Missing Nurse Spotted on Caribbean Yacht with Married Drug Lord Lover.

It seems a good idea to say, ‘I would never go near a married man, or a man who has a girlfriend.’

Sadie tells Brian, ‘Ella and Ted had a big fight because Ted was frustrated just being Ella’s friend. So he started seeing this other woman, some police photographer. Then he married her. Ella cried for months.’ She tears her attention from Brian and shoots it at me. ‘But spare me the little fairy tale that you had nothing to do with him while he was with his wife.’

Ted and I saw each other or spoke every day from the time we were four years old until we were twenty-seven. Then nothing until we were thirty.

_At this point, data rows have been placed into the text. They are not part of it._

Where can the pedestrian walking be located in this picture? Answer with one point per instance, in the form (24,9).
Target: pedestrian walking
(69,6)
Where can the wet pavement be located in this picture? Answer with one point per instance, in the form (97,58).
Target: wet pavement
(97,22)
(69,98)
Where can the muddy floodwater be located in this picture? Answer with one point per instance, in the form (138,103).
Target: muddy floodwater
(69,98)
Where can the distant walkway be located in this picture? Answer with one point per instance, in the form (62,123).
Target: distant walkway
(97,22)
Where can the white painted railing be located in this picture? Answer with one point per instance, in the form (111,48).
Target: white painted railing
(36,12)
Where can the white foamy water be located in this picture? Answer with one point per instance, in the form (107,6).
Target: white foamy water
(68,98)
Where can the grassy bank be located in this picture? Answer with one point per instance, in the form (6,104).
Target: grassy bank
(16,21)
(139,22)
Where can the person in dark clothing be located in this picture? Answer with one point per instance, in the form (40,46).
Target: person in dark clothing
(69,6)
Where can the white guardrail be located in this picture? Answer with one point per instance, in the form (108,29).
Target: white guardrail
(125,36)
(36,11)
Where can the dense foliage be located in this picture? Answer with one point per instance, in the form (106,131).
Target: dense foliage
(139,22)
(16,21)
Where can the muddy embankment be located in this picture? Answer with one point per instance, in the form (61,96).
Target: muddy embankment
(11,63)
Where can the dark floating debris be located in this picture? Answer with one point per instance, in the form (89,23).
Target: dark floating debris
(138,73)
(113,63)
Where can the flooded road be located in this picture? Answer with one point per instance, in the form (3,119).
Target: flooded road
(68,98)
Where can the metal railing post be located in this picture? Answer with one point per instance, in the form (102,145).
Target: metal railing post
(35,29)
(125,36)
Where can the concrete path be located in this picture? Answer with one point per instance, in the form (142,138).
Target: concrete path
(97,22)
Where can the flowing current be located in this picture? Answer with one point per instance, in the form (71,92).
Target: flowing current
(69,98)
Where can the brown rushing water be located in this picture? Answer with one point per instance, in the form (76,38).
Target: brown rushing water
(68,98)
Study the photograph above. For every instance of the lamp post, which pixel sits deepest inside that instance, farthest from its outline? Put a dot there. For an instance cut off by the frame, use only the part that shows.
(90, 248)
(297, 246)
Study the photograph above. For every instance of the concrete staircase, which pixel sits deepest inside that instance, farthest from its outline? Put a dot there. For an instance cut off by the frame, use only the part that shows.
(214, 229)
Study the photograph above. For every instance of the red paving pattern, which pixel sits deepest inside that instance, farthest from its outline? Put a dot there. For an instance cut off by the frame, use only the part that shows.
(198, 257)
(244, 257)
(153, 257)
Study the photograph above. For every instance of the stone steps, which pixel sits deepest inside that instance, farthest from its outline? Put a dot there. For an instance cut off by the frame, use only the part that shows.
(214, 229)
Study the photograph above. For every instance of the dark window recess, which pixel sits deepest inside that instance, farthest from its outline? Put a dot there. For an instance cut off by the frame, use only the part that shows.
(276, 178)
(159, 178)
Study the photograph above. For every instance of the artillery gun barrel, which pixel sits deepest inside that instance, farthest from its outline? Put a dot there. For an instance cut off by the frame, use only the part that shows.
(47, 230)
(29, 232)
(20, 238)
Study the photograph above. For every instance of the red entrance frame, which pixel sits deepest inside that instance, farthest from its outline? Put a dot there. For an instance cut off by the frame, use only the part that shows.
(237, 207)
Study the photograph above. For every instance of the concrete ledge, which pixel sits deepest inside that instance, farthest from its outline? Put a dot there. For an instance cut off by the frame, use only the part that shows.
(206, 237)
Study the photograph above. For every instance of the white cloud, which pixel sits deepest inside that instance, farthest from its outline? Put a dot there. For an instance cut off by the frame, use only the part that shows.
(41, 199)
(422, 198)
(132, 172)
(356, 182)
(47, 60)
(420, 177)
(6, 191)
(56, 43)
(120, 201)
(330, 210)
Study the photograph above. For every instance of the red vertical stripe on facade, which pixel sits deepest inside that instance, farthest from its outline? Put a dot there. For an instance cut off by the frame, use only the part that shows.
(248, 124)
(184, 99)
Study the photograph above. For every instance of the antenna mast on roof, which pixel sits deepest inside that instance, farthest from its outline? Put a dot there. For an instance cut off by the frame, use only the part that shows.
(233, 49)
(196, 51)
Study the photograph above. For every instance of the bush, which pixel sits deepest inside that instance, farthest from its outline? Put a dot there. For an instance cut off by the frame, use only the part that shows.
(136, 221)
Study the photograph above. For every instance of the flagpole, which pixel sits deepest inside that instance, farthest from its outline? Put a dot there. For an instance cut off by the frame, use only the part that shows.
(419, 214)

‘There were three full years of absolute radio silence,’ I say.

‘Sadie tells me you’re talking to him again now,’ Brian says.

‘Only recently. Ted came to my dad’s seventieth birthday party this summer.’

‘What made that happen?’ Is it natural that this man should be so curious? Perhaps Sadie has reason to distrust him.

‘My nephew invited him. I didn’t know Ted was coming until he walked through the door.’

Ted and his wife were apart by then, but Ted never stopped checking up on Luke, even during his marriage. Luke has always idolised him.

Sadie cannot decide where to aim her surveillance. Her eyes dart to Brian’s phone, then to me, then to Brian, then back to the phone, which seems to be pulsing with the contraband text. ‘Who is she?’ Sadie asks him.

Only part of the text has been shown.